II. OTHER CRIMES EVIDENCE
¶ 8. Westbrook's second and third issues have been consolidated under one heading for ease of discussion. Westbrook was indicted for two counts of sale of less than one ounce of marijuana. He argues that since he was not charged with possession of the large bag of marijuana, it should not have been admitted into evidence. Westbrook claims that this was evidence of other crimes, wrongs, or acts which is not admissible pursuant to M.R.E. 404(b).
¶ 9. Westbrook took the marijuana that he sold to Reid from the large bag. This is not an "other" crime, wrong, or act; it is a component of the crime for which he was charged and eventually convicted. "Where the bad conduct is so closely intertwined with the crime charged and has a direct relationship to the [crime charged], as it does here, there is no error in allowing the jury to hear it." Bell v. State, 725 So.2d 836 (¶ 36) (Miss. 1998).
¶ 10. In Weathersby v. State, 1999-KA-00702-COA (Miss. Ct. App. Aug. 15, 2000), we affirmed the trial court's admission of evidence that the defendant committed two acts of sexual battery during his robbery of a business where the indictment charged the defendant for the robbery but not for the sexual battery. We held:
The theory of the law as found in Rule 404(b) that bars the jury from considering unrelated bad acts simply does not apply with the same force to bad acts that are inextricably intertwined in the criminal event being tried, and we decline to extend the concept that far.Id. at (¶ 9). The trial court in the case sub judice did not err in allowing the evidence.
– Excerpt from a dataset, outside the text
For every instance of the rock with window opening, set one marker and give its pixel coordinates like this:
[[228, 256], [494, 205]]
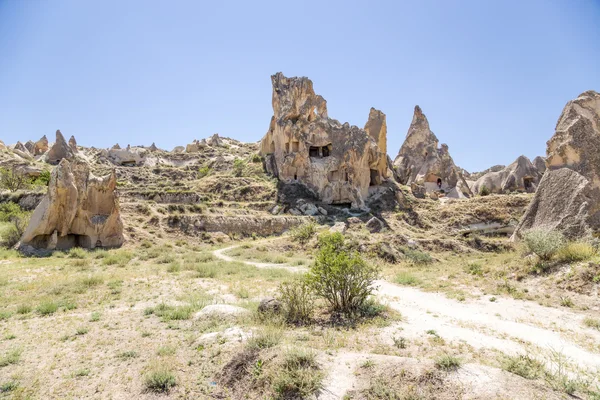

¶ 11. Westbrook further argues that even if this evidence was admissible, the trial court should have sua sponte determined whether the probative value of this evidence was outweighed by its prejudicial effect under M.R.E. 403. Further, Westbrook argues the trial court failed in its sua sponte duty to give a limiting instruction to the jury. Both of the cases Westbrook cited in support dealt with evidence of bad acts, crimes, or wrongs that had occurred in the past and were not acts which were closely intertwined with the crime charged. See McLemore v. State, 669 So.2d 19 (Miss. 1996) (stating that admission of defendant's previous forgery convictions in his trial for aggravated assault required the trial court to give a limiting instruction sua sponte); Smith v. State, 656 So.2d 95, 100 (Miss. 1995) (stating that admission of testimony in a possession with intent to distribute crack cocaine trial that the witness had seen the defendant sell cocaine on two previous, unrelated, occasions required the trial judge to sua sponte perform an M.R.E. 403 balancing test and to sua sponte give a limiting instruction). We will not extend this duty to cases in which the questioned evidence is inextricably interrelated with the crime charged.
¶ 12. THE JUDGMENT OF THE CARROLL COUNTY CIRCUIT COURT OF CONVICTION OF TWO COUNTS OF SALE OF LESS THAN AN OUNCE OF MARIJUANA SECOND OR SUBSEQUENT OFFENSE, AND SENTENCE OF FOUR YEARS IN THE CUSTODY OF THE MISSISSIPPI DEPARTMENT OF CORRECTIONS ON EACH COUNT, TO RUN CONSECUTIVELY, AND WESTBROOK'S DRIVING PRIVILEGES SUSPENDED FOR SIX MONTHS IS HEREBY AFFIRMED. COSTS OF THE APPEAL ARE ASSESSED TO CARROLL COUNTY. McMILLIN, C.J., KING AND SOUTHWICK, P. JJ., BRIDGES, IRVING, LEE, MYERS, PAYNE, AND THOMAS, JJ., CONCUR.